Boeb'is 02/12/2007 14:10

"Pas étonnant non plus que beaucoup de rappeurs aiment le free jazz. Le lien entre Black Power et Nation Of Islam est tenu..."Qu'est ce tu veux dire par là? Je connais pas de groupes de rap qui se revendiquent de l'Islam, à part Kerry James à la limite mais les grandes stars du rap US sont surtout catho...

Christian 02/12/2007 11:35

Oh là, kfig ! Faut vraiment faire attention à ce qu'on écrit quand on te cause ! Je parlais de toi, et il me semble que toi tu es dans cette démarche. Ma remarque était dans ce sens. Pourquoi souligner ton manque d'héritage ? Pour te situer au milieu de tes classifications sociologiques ? Pour souligner l'aspect "démocratique" du net ?Crois bien que je vis dans le même monde que le tien. Et je suis assez d'accord avec ce que tu dis sur l'importance des conditions de ta naissance, puis dans les rencontres que tu fais, les influences. Mais, encore une fois, je trouve que tu fais une part trop grande aux études sociologiques et statistiques.

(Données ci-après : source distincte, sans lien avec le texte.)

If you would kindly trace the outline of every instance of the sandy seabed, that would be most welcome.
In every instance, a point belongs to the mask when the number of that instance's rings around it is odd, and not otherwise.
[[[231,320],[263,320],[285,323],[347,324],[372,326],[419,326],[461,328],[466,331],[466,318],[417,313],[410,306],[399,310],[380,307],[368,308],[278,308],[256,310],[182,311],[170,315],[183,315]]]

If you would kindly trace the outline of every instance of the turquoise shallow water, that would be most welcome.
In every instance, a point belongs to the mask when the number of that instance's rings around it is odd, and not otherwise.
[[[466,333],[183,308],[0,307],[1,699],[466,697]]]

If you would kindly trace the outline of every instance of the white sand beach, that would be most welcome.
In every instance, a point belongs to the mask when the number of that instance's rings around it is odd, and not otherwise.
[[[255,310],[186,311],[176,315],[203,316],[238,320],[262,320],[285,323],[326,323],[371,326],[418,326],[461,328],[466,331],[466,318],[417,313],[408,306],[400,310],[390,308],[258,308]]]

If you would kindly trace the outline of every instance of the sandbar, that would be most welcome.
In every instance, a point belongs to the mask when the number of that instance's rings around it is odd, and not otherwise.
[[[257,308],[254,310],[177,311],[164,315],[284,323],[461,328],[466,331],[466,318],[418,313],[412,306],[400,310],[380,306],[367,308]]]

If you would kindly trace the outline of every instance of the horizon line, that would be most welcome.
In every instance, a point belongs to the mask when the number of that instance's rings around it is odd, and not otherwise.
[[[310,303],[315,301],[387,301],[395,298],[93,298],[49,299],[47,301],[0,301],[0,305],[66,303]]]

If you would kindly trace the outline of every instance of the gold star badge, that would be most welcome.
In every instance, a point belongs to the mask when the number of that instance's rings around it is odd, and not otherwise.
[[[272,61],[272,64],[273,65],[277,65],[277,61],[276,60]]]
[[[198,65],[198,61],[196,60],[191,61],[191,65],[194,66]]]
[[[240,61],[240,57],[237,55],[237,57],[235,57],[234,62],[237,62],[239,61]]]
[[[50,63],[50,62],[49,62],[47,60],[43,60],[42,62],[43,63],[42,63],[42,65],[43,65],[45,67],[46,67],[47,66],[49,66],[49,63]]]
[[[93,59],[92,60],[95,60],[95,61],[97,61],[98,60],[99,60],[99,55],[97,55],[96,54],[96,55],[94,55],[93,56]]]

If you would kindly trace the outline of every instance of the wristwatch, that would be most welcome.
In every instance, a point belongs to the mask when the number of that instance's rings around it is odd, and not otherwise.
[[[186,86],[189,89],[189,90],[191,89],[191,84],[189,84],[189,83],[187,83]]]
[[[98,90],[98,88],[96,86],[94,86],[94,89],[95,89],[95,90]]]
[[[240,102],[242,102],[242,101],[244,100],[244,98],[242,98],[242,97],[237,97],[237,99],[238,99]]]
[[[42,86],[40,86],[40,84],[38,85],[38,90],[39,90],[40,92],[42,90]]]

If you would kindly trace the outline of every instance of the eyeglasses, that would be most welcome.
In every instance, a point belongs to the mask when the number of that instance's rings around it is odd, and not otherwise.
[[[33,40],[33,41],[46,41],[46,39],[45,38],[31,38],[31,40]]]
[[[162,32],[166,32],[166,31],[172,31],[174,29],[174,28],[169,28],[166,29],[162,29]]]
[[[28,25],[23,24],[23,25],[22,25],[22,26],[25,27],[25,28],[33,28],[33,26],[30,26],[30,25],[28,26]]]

A force de normer et de classifier, on fini par oublier l'humain. Et une autre remarque aussi : vivre comme nous le faisons, pour et avec l'art, nous isole forcement des autres : amis, collègues. Ce n'est pas toujours facile, je passe régulièrement pour un original et un poète, un "naïf" donc comme tu le dis. Mais je le vis trés bien pour ma part : je préfère passer pour un original que pour un mouton... (trés dandy hein ça kfig ?). Et rejoindre le cercle des "dominants culturels" pour reprendre tes mots et trés fatigant. Ce milieu est généralement trés snob et méprisant. Je préfère largement l'ambiance des troisièmes mi-temps de rugby...Pas étonnant que nous nous retrouvons avec plaisir sur des lieux comme celui-ci.